その後、「勝ちを意識してしまった」ことで集中力が切れ2ゲームを落とすが、もう一度気持ちを切り替えるために「最初から声を出していこうと思った。声を出すと自分は体も動くし、冷静に集中できるので」と、得点の際には大きな声で自身を鼓舞。そして第6ゲームを奪い、ゲームカウント4−2の大金星へとつなげた。
張本の戦いぶりに馬龍本人も「張本はすごく調子が良くて、0−3にされた時は焦ってしまった。彼はこの3年間ですごく成長した」と、舌を巻くしかなかった。
ただ張本自身はこの勝利に舞い上がることはなく、「自分は優勝するためにここに来たので。あと2試合勝利して、優勝したい」とあらためて気を引き締めた。
心の強さを見せ、見事な逆転劇を演じる
2−2で迎えた第5ゲーム。張本が10−8とリードしたが、エッジボールでデュースに持ち込まれると、簡単に2ポイントを失い10−12でゲームカウント2−3とされる。倉嶋監督も「デュースで負けて落ち込んだと思う。しかし、そこでもう1回気持ちを切り替えて戦い、最後に勝ち切れたのは評価したい」と話した通り、ピンチで気持ちを落とすことなく巻き返す心の強さを見せた。
張本自身も「海外の試合だったら落ち込んでいたと思う。ただ(地元の日本ということで)どんな場面でも、最後まで1点を取ってたくさんの方に見てもらいたいという気持ちで、そこから冷静に戦えた」と、プレーが崩れることはなかった。
この気持ちの成長が最終ゲームでマッチポイントを握られたときに自分のプレーで攻め切ることができた要因になり、最後は逆転勝利を呼び込むことになった。
東京五輪へ、苦手選手の攻略を
見据えるのは「打倒中国」ではなく、「世界のトップ」。張本はまだまだ進化を続けていく 【写真:松尾/アフロスポーツ】
2年後に迫った東京五輪に向けて、「出場するためには日本人の世界ランキングで1番か2番にならないといけない。あと1、2カ月で1番につけて、そこから五輪まで誰にも1番の座を渡さないという気持ちでいきたい」と意気込む。ランキングを落とさないためには中国選手に限らず、現在苦手としているタイプの選手にも勝ち切らないといけない。

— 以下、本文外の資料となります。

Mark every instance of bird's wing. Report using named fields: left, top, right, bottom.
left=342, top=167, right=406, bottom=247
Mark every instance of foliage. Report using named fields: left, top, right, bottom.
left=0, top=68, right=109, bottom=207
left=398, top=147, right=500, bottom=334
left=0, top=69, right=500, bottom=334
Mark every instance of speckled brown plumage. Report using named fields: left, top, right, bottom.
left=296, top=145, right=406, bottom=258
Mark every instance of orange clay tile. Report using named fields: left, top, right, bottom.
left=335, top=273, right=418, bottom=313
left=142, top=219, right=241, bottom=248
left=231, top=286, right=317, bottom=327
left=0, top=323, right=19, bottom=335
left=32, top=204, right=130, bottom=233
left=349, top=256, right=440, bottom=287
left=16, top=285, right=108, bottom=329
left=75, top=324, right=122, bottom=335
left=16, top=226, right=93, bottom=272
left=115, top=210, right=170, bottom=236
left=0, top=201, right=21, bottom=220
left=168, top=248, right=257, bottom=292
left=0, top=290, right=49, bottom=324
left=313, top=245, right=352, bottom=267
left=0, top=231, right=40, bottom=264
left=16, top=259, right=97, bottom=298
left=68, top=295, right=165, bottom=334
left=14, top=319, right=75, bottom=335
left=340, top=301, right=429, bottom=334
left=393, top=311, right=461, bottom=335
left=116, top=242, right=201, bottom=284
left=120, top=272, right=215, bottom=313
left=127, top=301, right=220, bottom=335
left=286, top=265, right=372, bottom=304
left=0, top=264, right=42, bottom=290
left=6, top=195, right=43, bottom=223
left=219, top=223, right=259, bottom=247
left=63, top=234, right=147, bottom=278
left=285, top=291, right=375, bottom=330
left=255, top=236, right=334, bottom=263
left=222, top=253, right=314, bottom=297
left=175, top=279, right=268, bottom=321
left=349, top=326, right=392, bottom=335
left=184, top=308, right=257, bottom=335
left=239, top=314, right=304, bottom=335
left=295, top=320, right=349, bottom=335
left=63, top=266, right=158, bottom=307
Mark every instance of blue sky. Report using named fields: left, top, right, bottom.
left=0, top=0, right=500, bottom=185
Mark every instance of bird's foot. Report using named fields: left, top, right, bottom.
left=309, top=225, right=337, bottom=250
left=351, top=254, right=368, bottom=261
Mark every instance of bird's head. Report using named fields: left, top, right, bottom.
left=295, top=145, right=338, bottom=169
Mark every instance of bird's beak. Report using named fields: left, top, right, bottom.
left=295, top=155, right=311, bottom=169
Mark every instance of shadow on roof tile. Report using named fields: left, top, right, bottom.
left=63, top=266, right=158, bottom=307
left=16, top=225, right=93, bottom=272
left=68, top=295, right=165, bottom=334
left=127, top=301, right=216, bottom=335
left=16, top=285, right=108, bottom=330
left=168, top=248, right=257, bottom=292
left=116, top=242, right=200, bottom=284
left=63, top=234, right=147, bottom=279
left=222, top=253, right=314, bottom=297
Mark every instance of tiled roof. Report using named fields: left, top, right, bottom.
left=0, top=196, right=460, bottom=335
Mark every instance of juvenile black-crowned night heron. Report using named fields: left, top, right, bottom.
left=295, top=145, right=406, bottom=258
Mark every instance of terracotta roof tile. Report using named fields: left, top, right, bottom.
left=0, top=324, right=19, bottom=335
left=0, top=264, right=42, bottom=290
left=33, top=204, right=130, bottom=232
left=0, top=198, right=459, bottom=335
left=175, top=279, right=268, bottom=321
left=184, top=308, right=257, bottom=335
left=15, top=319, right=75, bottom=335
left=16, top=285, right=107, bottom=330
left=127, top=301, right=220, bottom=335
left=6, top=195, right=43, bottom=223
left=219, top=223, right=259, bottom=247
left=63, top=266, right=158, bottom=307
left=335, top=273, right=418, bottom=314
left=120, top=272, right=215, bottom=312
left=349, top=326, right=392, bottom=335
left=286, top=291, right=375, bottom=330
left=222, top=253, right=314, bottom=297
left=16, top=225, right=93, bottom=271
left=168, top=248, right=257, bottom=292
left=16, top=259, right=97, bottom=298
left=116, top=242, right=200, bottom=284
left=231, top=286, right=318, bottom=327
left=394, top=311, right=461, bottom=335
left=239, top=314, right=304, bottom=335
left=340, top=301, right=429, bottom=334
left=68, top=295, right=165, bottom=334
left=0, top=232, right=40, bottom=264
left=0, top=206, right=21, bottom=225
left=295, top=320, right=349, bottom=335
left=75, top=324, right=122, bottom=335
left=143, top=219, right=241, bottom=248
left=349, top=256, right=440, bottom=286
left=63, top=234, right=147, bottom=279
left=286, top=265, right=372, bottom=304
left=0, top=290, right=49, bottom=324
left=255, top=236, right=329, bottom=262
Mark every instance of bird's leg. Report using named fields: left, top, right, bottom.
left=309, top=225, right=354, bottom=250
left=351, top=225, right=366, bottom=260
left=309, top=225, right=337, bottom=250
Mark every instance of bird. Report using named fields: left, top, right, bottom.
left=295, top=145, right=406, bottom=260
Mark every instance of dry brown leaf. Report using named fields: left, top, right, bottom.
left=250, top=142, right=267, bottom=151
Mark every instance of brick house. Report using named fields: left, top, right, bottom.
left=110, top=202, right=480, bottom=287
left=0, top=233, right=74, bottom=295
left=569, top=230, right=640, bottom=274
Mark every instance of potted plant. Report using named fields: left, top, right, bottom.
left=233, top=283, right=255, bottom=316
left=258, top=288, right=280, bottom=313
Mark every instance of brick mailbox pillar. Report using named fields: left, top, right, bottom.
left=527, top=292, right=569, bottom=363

倉嶋監督もこれからの張本について「今はまだ(ランキングが上の選手に)向かっていく戦い。これが(中国の現世界ランク1位・)樊振東選手や馬龍選手と同じ位置にたどり着いた時、いろいろな選手を相手にしないといけない。まだまだ世界には張本を得意とする選手は多い。そういう選手にも対策を練って、負けないような選手に成長してほしい」と期待する。
中国選手や苦手選手に勝ち続ける道の先には、世界ランキングの頂点、さらには東京で表彰台の一番高い位置に立つということになる。そのビジョンが、成長を続ける張本の目に、はっきりと見えてくる日も近いだろう。